Пожилая медсестра кивнула, посеменила к телефону. Отключая приборы, Марчук бросил последний равнодушный взгляд на замершее – теперь навеки замершее – грузное старческое тело. Сожалеть не о чем – надежды вернуть мертвеца к жизни с самого начала практически не было.
Заполняя бланк заключения о смерти Ворона Г. В., Марчук удивленно присвистнул, увидев в паспорте дату рождения покойного. Ладно, дедуля свое отжил, дай Бог каждому такие годы… в общем, вечная ему память – а жизнь продолжается…
До конца смены оставалось десять минут. Морговские санитары задерживались, – не то пьянствовали по вечернему своему обыкновению, не то ленились идти по улице под начинающим крепчать дождем.
Выходя из реанимационной, Марчук не оглянулся на труп. Хватит, насмотрелся… Сегодняшним вечером доктора ждет куда более приятное общество. Таня, Танюшка…
Он не знал, что его поджидала не единственно Татьяна Прохорова.
Слюсаренко так и не понял: действительно ли он услышал глухой хлопок выстрела или же ему почудилось, – почти тут же громыхнул раскатистый удар грома.
Раскаты стихли – и в квартире Архивариуса вновь стало тихо. Ни звука. Слюсаренко напряженно вслушивался, ожидая услышать шаги возвращающегося Лютика, – ничего. Тишина… И никакого условного сигнала от напарника. Что за чертовщина…
Громыхнуло снова. И тут же в прихожей погас свет.

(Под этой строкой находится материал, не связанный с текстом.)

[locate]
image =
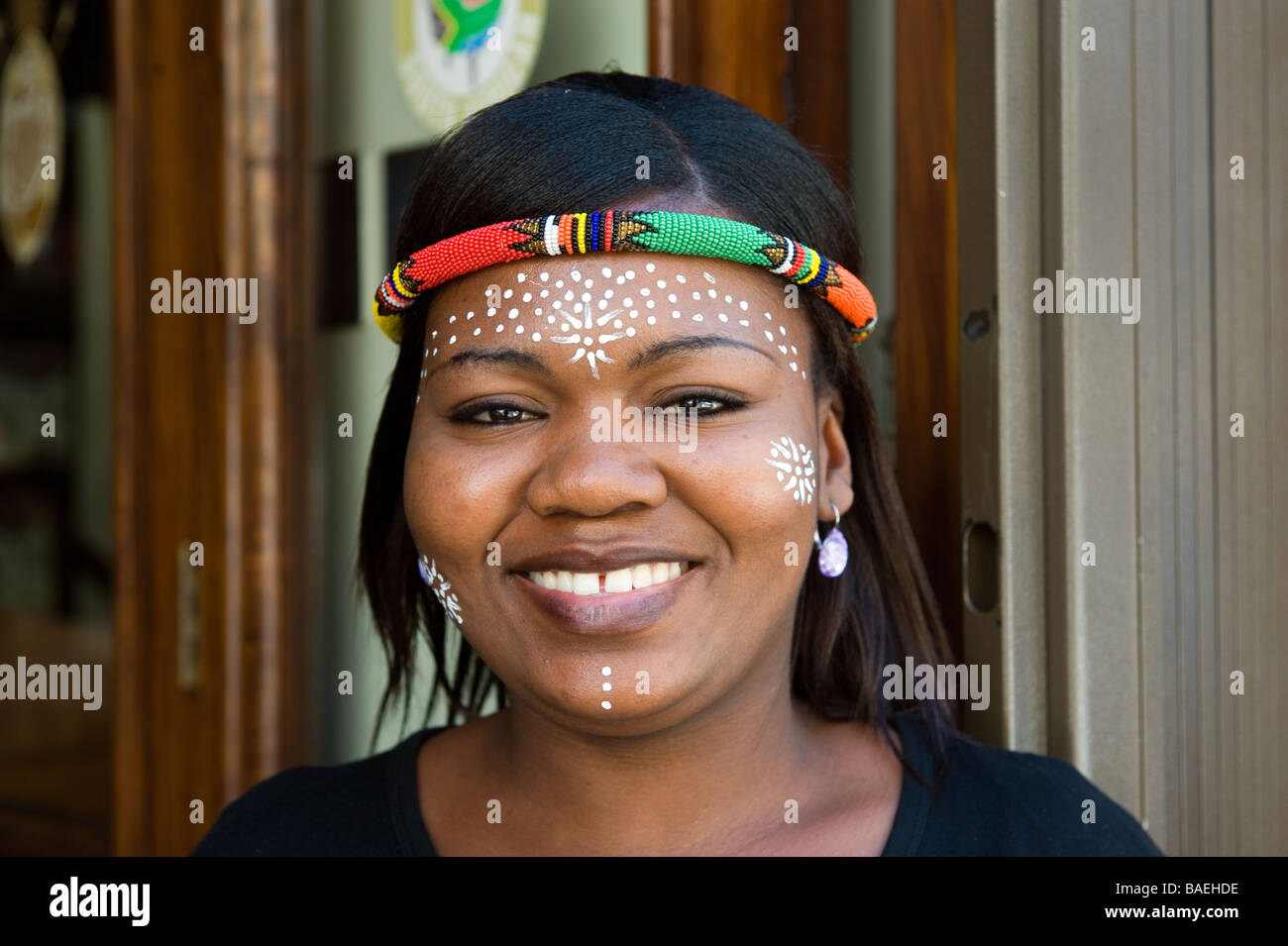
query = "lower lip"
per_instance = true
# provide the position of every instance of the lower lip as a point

Слюсаренко прижался к стене. Вытянул вперед руку с пистолетом. Ждал, пока зрачки расширятся достаточно, чтобы хоть что-то разглядеть… Ничего разглядеть он не успел. Но услышал – легчайший шорох и совсем уж тихое поскрипывание.

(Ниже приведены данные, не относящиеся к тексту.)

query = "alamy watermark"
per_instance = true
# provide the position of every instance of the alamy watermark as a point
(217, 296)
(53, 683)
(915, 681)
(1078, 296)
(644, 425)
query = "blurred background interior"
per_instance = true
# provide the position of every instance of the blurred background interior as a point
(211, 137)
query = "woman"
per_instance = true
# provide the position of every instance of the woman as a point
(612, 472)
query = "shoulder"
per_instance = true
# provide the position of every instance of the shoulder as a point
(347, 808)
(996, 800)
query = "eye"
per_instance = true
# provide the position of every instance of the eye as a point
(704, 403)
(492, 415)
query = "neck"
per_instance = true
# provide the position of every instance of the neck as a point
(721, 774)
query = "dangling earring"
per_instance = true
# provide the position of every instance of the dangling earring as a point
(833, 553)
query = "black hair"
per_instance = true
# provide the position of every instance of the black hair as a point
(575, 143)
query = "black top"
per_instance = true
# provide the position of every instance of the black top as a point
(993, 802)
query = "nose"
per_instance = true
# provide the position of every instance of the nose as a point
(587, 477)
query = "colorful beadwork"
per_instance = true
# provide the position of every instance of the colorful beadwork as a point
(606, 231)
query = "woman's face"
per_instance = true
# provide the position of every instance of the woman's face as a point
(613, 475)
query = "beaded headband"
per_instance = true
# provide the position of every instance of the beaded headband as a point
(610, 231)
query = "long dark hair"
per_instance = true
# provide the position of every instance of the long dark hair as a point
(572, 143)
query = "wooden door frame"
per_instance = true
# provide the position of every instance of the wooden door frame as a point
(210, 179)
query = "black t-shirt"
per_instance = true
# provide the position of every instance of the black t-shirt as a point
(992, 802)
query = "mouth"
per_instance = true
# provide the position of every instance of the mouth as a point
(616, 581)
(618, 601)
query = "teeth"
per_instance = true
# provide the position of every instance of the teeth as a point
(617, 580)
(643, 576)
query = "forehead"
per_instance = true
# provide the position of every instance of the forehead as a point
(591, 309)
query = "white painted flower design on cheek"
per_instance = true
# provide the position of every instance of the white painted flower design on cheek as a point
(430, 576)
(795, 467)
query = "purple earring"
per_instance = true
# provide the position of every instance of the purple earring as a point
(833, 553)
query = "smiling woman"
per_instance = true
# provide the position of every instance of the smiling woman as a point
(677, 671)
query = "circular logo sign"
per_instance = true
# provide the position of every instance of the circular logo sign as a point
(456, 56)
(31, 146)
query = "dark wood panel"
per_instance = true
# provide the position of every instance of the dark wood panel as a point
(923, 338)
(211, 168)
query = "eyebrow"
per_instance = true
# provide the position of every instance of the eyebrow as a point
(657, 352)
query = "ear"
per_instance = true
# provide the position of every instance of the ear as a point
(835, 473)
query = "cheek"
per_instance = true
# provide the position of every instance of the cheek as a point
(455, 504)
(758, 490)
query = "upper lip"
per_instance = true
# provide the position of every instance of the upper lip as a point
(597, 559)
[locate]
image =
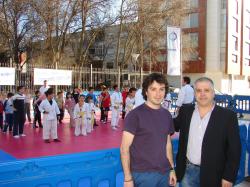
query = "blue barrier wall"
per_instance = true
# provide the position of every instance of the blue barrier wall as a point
(99, 168)
(243, 139)
(91, 169)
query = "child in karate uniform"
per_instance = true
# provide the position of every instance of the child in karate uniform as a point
(69, 105)
(50, 110)
(90, 112)
(79, 115)
(130, 100)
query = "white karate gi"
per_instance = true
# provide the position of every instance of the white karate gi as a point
(80, 125)
(89, 109)
(130, 103)
(50, 119)
(116, 108)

И тут же вспыхнул фонарь. Яркий, ослепляющий конус света метнулся из коридорчика, безошибочно зацепил сжавшегося в углу Слюсаренко. Тот выстрелил, прямо в слепящее пятно, – раз, второй, третий… Фонарь разлетелся со звоном. Послышались ответные хлопки.

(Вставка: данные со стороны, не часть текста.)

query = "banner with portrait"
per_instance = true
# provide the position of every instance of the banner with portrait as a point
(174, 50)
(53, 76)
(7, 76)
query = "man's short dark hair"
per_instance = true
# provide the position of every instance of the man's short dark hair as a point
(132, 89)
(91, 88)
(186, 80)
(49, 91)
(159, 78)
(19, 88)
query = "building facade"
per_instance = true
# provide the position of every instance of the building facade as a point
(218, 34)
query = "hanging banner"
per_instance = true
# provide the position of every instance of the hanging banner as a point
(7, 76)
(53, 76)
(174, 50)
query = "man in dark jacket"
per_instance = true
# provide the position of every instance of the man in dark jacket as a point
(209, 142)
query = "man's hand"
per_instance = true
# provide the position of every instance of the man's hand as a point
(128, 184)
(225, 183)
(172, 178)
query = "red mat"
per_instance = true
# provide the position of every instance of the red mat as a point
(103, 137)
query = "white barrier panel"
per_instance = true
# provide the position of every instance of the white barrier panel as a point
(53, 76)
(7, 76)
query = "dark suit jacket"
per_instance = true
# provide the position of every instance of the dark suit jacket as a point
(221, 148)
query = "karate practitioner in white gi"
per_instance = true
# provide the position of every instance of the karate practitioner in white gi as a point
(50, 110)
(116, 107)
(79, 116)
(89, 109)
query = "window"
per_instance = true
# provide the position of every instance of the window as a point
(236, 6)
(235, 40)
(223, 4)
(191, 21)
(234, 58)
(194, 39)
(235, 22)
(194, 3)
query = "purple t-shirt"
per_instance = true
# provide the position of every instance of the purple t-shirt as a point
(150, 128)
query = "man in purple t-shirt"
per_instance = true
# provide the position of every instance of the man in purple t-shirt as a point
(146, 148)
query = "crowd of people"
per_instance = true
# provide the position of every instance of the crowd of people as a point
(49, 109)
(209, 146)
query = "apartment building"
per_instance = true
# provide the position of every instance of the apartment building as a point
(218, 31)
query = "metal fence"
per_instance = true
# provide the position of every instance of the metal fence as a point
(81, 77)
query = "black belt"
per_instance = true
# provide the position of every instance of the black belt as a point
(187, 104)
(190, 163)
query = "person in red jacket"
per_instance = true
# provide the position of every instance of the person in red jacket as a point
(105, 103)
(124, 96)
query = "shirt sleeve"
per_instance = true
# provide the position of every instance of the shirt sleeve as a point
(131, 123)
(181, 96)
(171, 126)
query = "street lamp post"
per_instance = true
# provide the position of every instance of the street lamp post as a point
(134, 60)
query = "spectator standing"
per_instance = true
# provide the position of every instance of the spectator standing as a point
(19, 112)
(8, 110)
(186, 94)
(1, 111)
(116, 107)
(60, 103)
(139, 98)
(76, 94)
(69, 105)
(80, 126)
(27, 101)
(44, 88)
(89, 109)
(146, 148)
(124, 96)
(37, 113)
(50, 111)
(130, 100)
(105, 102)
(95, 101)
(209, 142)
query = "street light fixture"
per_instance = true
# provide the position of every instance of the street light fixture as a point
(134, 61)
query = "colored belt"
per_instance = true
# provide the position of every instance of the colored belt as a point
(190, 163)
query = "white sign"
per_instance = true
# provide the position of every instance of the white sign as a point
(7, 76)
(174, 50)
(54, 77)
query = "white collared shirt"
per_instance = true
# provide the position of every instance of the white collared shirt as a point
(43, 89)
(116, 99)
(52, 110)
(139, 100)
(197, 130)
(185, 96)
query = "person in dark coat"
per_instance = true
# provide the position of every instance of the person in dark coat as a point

Слюсаренко хотел метнуться в другой угол, и продолжить дуэль в темноте, и уже начал движение, – словно бы невидимый кулак ударил его в грудь, развернул и отшвырнул обратно.
Пистолет выпал из руки, Слюсаренко этого не заметил, он прикладывал все силы, чтобы остаться на ногах, вцепившись руками в свисавшую с вешалки одежду. Почему-то сейчас казалось самым важным: не упасть, не упасть, не упасть…
Еще один хлопок.
Слюсаренко рухнул. Сверху упала – вместе с одеждой – сорванная со стены вешалка, сильно ударила по голове. Слюсаренко этого уже не почувствовал.
Архивариус положил пистолет на колени, поднял на лоб прибор ночного видения, нажал кнопку на подлокотнике кресла (с небольшого пульта он мог управлять почти всем в своей в квартире). Свет загорелся. Заваленное одеждой тело лежало неподвижно. По паркету расползалось кровавое пятно.
С пальцев, до сих пор сжимавших изуродованный пулей фонарь, тоже капала кровь. Седоголовый готовил своих людей па совесть – Слюсаренко попал в источник света, высоко поднятый над головой Архивариуса, со второго выстрела.
Архивариус осмотрел руку – ничего серьезного, пальцы поранены острыми осколками пластмассы. Обернул кисть носовым платком. Извлек из недр своей каталки телефонную трубку и стал по памяти набирать номер…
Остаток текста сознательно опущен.